The goal is attempt to find the truth, not to make any particular point – other than those who actually pay taxes on $250,000 of income, outside of expensive to live areas – are relatively few.

That last statement does bring out a major flaw in the tax code.  I make a reasonable salary, for instance, but if I lived in the Bay area, I would make quite a bit more, be in a higher tax bracket, and so pay quite a bit more federal tax.  Is this fair?  Arguable, I suppose.  A lot of federal money most likely goes into the Bay area.  Rebuilding interstates and the like, for instance.  But, is the difference between Maryland and the Bay area accurate?  Well, I don’t know.

Consider that to earn $250,000/year, you have to be paid approximately $125/hour.  Not too many of us make that.

So, let’s start with Joe the Plumber cause we all know who he is.  Lets make him be an S-corp.  Plumbers are not usually C-corps; I do not know enough about LLC, and sole proprietorship would be short and boring.

Around here, a plumber charges, oh, about $150 an hour tops.  That’s a pretty hefty rate, and is only supported by a guy that has employees, advertises, and does quality, guaranteed work.  We’ll assume Joe actually goes out on the job, has people working with him on some jobs, and pays someone to handle the books.  We’ll assume Joe works 5o hours/week, takes 2 weeks in the summer, and 1 week spread around the rest of the year.  Joe is healthy, and never gets sick.  But, he is not an idiot, and buys health insurance for he, and his family.  Joe has one full-time guy, and gets day labors when needed for larger jobs.  He 1099s the day help because he is honest and does not hire illegals.  He runs his business above-board, and so wants to 1099 the day help so he can write off the expense.

So, what’s the gross income: 49*50*150 = $367,500.

Joe always collects, so we’ll ignore the usual deadbeats.

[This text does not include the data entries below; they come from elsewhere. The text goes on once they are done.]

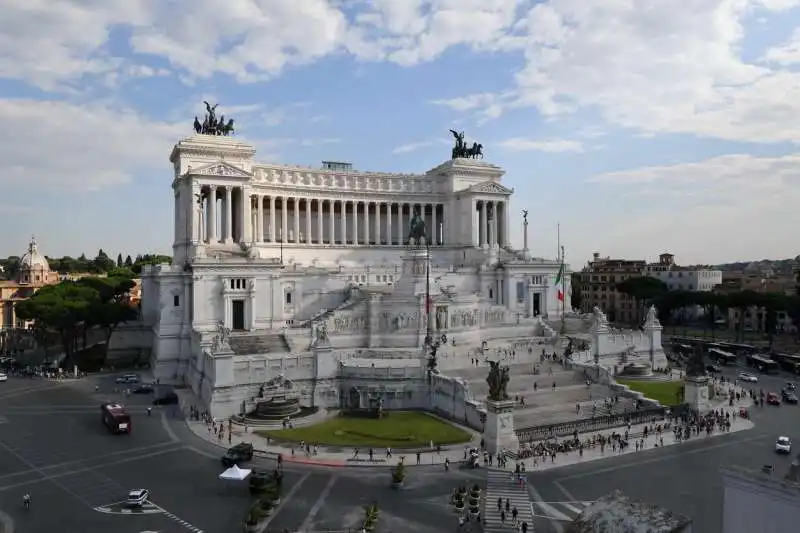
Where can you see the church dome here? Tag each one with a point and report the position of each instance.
(33, 261)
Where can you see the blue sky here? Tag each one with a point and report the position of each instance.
(639, 126)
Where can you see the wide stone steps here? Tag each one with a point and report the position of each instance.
(501, 484)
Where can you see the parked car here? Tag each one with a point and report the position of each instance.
(783, 445)
(238, 454)
(773, 399)
(137, 497)
(169, 398)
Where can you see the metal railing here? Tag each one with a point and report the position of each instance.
(588, 425)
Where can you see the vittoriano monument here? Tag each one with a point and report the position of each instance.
(212, 125)
(461, 150)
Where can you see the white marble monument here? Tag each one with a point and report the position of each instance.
(310, 274)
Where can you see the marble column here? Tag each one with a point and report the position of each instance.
(283, 233)
(355, 223)
(378, 238)
(296, 204)
(366, 223)
(482, 234)
(211, 214)
(320, 232)
(331, 223)
(228, 214)
(435, 223)
(343, 221)
(308, 221)
(272, 231)
(260, 221)
(389, 235)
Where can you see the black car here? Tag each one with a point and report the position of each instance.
(238, 454)
(789, 396)
(168, 399)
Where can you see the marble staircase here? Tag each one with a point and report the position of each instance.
(259, 343)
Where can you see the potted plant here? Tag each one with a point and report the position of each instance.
(370, 517)
(459, 503)
(398, 475)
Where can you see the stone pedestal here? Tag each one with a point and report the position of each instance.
(498, 431)
(695, 393)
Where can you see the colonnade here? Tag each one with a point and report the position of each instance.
(232, 214)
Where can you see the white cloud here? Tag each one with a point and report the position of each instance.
(521, 144)
(48, 145)
(746, 202)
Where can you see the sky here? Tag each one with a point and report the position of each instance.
(639, 126)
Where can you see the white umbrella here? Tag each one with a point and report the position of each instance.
(235, 473)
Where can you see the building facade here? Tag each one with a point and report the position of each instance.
(281, 270)
(33, 274)
(599, 281)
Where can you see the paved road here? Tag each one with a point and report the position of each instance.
(53, 445)
(684, 478)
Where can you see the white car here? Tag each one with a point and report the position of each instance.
(748, 378)
(783, 445)
(137, 497)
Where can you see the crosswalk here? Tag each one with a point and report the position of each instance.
(500, 484)
(561, 511)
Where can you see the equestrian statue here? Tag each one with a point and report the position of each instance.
(462, 150)
(212, 125)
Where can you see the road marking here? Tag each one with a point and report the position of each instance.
(79, 461)
(54, 477)
(679, 453)
(177, 519)
(318, 504)
(537, 499)
(284, 499)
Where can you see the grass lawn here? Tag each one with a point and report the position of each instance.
(399, 429)
(664, 392)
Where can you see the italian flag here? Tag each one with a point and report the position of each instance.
(558, 283)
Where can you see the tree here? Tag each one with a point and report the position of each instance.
(644, 290)
(109, 308)
(576, 294)
(60, 308)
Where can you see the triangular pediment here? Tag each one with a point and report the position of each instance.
(490, 187)
(220, 169)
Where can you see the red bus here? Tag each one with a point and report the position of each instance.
(115, 418)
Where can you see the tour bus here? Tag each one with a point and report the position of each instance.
(115, 418)
(763, 364)
(722, 357)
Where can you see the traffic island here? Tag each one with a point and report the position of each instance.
(396, 429)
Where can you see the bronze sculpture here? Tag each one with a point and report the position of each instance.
(461, 150)
(497, 381)
(211, 125)
(416, 229)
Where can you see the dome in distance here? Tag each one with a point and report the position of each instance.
(33, 260)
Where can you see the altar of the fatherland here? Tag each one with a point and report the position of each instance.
(308, 276)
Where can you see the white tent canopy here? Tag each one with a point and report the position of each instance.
(235, 473)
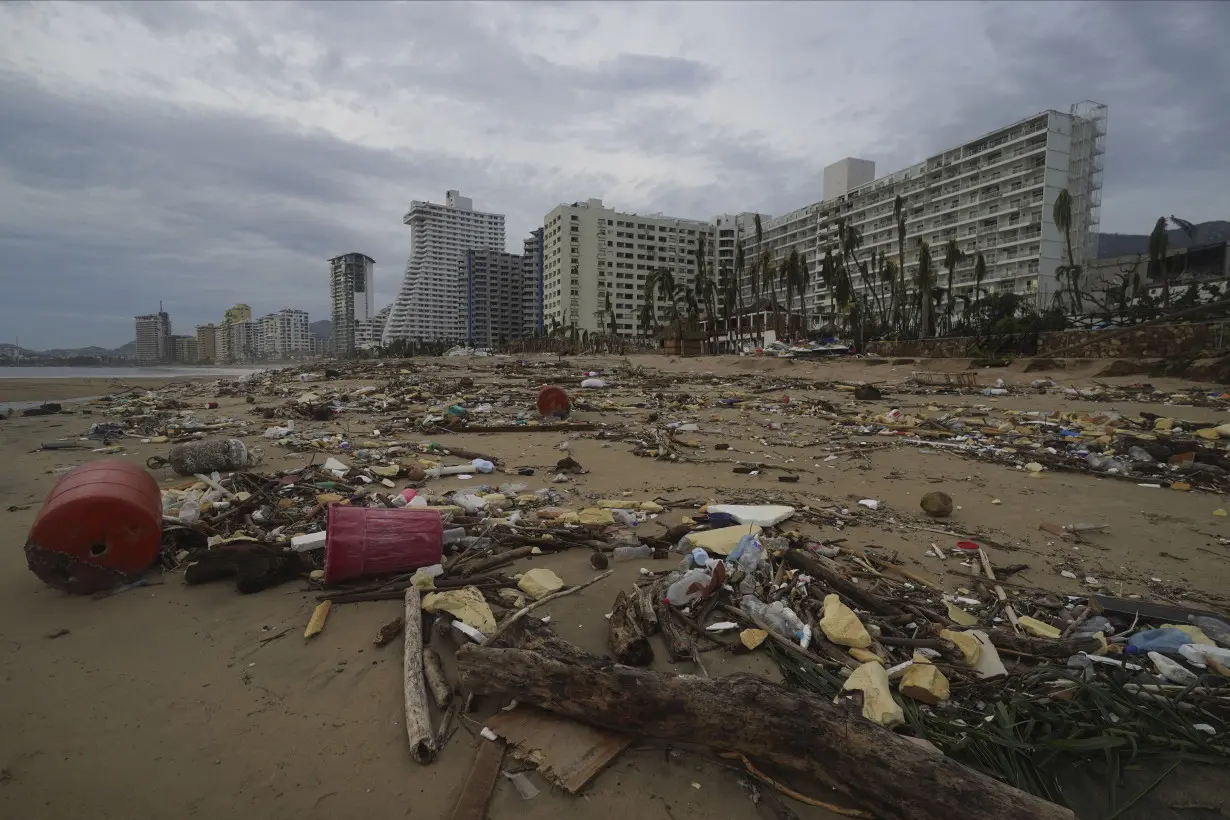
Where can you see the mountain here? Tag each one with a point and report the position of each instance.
(1112, 245)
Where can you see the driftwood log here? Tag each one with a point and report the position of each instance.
(883, 773)
(438, 685)
(625, 636)
(825, 571)
(418, 725)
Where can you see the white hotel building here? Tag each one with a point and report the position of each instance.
(591, 251)
(431, 305)
(993, 193)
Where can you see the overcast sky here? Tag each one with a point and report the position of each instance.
(209, 154)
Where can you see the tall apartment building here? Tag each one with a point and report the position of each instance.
(531, 284)
(493, 291)
(429, 305)
(351, 290)
(591, 252)
(994, 193)
(283, 335)
(207, 343)
(154, 338)
(183, 349)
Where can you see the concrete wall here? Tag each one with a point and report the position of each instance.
(1198, 339)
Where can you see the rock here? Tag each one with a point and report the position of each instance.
(841, 626)
(877, 695)
(1038, 628)
(967, 643)
(936, 504)
(924, 682)
(540, 583)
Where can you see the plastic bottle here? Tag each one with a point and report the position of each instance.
(1158, 641)
(190, 512)
(689, 588)
(1172, 670)
(1217, 630)
(220, 455)
(1194, 654)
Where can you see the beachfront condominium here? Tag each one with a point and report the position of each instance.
(207, 343)
(595, 262)
(993, 194)
(283, 335)
(154, 338)
(531, 284)
(429, 305)
(495, 289)
(349, 282)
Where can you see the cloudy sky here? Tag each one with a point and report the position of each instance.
(207, 154)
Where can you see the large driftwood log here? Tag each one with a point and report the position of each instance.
(678, 642)
(433, 670)
(881, 771)
(625, 637)
(825, 569)
(418, 725)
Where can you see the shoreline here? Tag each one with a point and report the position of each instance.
(26, 392)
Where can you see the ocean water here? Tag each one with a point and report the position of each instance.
(123, 373)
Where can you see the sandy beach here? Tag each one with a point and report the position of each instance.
(164, 702)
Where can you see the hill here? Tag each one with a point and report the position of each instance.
(1112, 245)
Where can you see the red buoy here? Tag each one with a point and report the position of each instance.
(552, 401)
(100, 523)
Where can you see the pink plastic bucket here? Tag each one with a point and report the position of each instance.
(365, 541)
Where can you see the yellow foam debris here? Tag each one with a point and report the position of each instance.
(841, 626)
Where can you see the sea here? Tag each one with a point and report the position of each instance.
(111, 373)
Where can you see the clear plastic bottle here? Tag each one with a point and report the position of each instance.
(1158, 641)
(1213, 627)
(689, 588)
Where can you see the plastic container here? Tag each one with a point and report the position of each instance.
(1158, 641)
(107, 514)
(1194, 654)
(689, 588)
(1217, 630)
(554, 402)
(218, 455)
(369, 541)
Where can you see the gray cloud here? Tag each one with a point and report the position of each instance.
(208, 154)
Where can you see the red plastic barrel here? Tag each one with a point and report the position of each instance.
(369, 541)
(106, 514)
(552, 401)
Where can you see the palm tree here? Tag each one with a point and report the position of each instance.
(952, 257)
(899, 218)
(979, 274)
(1158, 245)
(924, 279)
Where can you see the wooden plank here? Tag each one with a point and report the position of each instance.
(481, 782)
(566, 752)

Joe pays him main guy, who only works 40 hours/week, $20/hr, or about $40,000 year.  So, the costs of this employee are: salary, employer portion of FICA, unemployment, and workman’s comp.  Additionally, remember that Joe offers himself healthcare, so I believe he has to offer it to his employees, too.  At any rate, we’ll assume he does because he is a good guy.  I am going to round FICA at 7.5%, and guess at the remaining numbers.  If you have better guesses, please let me know.  So, total cost for Joe’s guy is:

49*40*20 = $39,200.  FICA = $2,940.  Unemployment?  I really don’t know.  $1,000?  Workman’s comp?  $1,000?  Healthcare?  $5,000?  The guy has to kick in some of the cost, so I’ll stick on the $5,000.  So, total cost is:

$39,200 + $2,940 + $1,000 + $1,000 + $5,000 = $49,140.

On average, they need $10/hour help 20 hours/week.

49*20*10 = $9,800.

Joe pays a bookkeeper to handle payroll taxes and the like.  He also has to pay for his tax returns, someone to file quarterlies, etc.  Again, I’ll have to guess here, too.  If anyone has a better guess, let me know.

Bookkeeper, records, etc: $2,000

Advertising, telephones.  Joe doesn’t need an office – a cell phone works fine.  He’s smart enough to not take a home office deduction because he doesn’t really do anything at home.  If audited, he would probably lose.  Business cell – two phones must be around $100/month.  Advertising has to be at least $200/month.

$100 + $200 * 12 = $3,600.

A truck.  Plumbers have trucks, right?  I am not a CPA, and am not going to read the tax code today.  Let’s make a rough guess.  Joe buys a $25,000 fitted out van.  He pays cash ’cause that how he rolls.  He can depreciate it over five years, most likely.  Maybe less.


So, currently, we are sitting at:

367,500 – 49,140 – 9,800 – 2,000 – 3,600 – 5,000 = $297,960

If Joe can’t manage to find additional deductions, he will pay extra taxes on $47,960 (the amount over $250,000) if Obama has his way.

Help Joe find more deductions!  There must be business taxes to pay.  Additionally, there is state and local taxes to pay.  Can we get Joe under the magic $250,000?  I’ll bet we can.  And if we can, then those against the increase in taxes on the small businessman are going to have to explain why?  I mean here, we have a hard-working guy who really is pulling down a large rate.  I don’t know anyone working 50 hours/week year round pulling in $150/hour.  If he doesn’t, he still has to pay his main guy the salary they agreed on, so Joe’s tax rate will be less since he has less income.